El álbum era idéntico a uno que tenía en su escritorio. El suyo contenía las fotografías de la boda y una copia de la invitación y del menú en el pequeño club de campo donde celebraron el modesto banquete. De pronto recordó cuando su marido compró los dos álbumes en una tienda de artículos de piel durante la breve luna de miel. Uno se lo dio a ella y el otro se lo quedó él.
«Fotografías de nuestra boda.»
Con esperanza y temor al mismo tiempo, se sintió atraída por el álbum.
Vio que la mano se le iba hacia él, durante unos instantes no supo si era la suya porque parecía pertenecer a otra persona.
El álbum cayó delante de ella y se abrió.
Lo primero que vio la tranquilizó. No su boda, que hubiese sido un descanso, sino un montón de críticas. «Claro —insistió para sí—, ¿por qué no?» Tenía todo el sentido y sintió cómo exhalaba lentamente.
Entonces miró un poco más de cerca. Mezcladas entre las críticas había extraños recortes de periódico sobre asesinatos famosos.
Quería encogerse de hombros. Otro «por supuesto».
«Tiene que ser parte del proceso de documentación», insistió.
Sin embargo, los artículos de periódico parecían estar fuera de lugar. No encontraba la relación entre las críticas de libros y los homicidios aparentemente inconexos. «Tiene que haber una conexión. Solo que tú no eres capaz de verla», se dijo. Se veían unos titulares horripilantes de letras grandes y unas fotografías con mucho grano de coches de policía. Nombres y fechas atrajeron su atención. Durante otro instante cerró los ojos. Cuando los volvió a abrir, temió que le llorasen.
Era parecido a contemplar una imagen oculta dentro de los cuadros con dibujos geométricos multicolores tan de moda en los ochenta. Un trampantojo. La imagen estaba pero no lograba reconocerla, aunque sabía que estaba escondida allí.
Hacía muchos años que la señora de Lobo Feroz no había conducido de forma imprudente, a más velocidad de la permitida. Pero así es como se sentía: fuera de control, como si se desplazase de forma descontrolada con las ruedas patinando desagradablemente sobre la calzada mojada. Cogió una ficha en blanco y un lápiz del escritorio de su marido y anotó con rapidez las fechas y los lugares mencionados en los recortes de periódico y los nombres de las víctimas de asesinato que gritaban desde los titulares. Cogió la ficha y se la deslizó en el interior de la camisa y quedó contra su piel. Daba la sensación de estar húmeda, como el tacto de algo muerto.
Sintió náuseas.
La cabeza le daba vueltas y las manos le temblaban, pero volvió a colocar con cuidado el álbum en el estante. Devolvió el lápiz al lugar exacto del escritorio. Miró a su alrededor, de repente con miedo de haber tocado algo, haber movido algo y haber dejado una marca reveladora. Durante un instante le invadió el pánico al pensar que el olor de su perfume podría permanecer en el ambiente cerrado del despacho. Retrocedió hacia la puerta, moviendo los brazos de un lado a otro para intentar que el olor saliese con ella.

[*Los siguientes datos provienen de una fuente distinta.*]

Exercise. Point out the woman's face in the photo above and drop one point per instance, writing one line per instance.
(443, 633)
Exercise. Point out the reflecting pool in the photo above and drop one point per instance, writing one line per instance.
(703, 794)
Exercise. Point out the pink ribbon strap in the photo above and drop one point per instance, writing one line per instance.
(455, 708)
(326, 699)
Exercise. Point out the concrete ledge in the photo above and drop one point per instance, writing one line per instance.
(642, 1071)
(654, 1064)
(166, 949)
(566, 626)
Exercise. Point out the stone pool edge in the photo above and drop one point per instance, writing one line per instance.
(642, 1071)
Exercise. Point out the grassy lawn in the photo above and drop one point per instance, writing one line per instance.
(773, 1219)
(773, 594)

Dio un último vistazo al despacho, grabando el espacio como una fotografía en su memoria. Apagó la lámpara de techo y cerró la puerta poco a poco. Las manos buscaron a tientas la cerradura y a punto estuvo de desmayarse cuando oyó un ruido fuerte y estridente que venía de algún lugar cercano, pero de un mundo distinto.

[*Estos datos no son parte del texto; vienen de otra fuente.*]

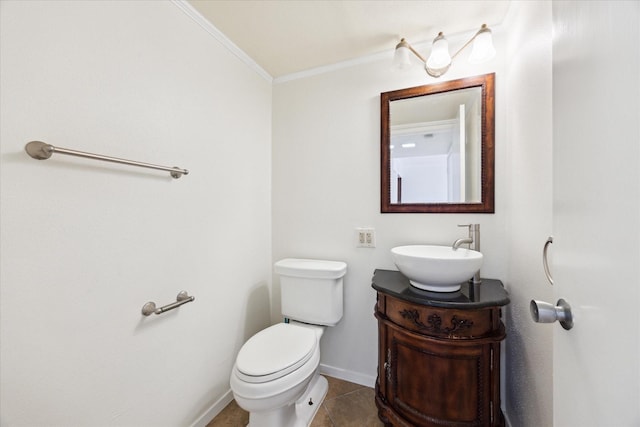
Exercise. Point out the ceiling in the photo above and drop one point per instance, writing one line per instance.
(289, 36)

Lanzó un grito ahogado. Una descarga eléctrica le recorrió el cuerpo. Se le cayeron las llaves al suelo. Retrocedió tambaleándose como si le hubiese alcanzado un tiro o como si le hubiesen dado una fuerte bofetada en la cara, a punto de caer. Tuvo que sujetarse a la encimera para no perder el equilibrio. Notaba el sudor en la frente y lanzó un pequeño grito ahogado, un gorjeo aterrorizado.
El ruido se oyó de nuevo.
«El claxon de un vehículo.»
Como habían prometido, la grúa llegaba puntual.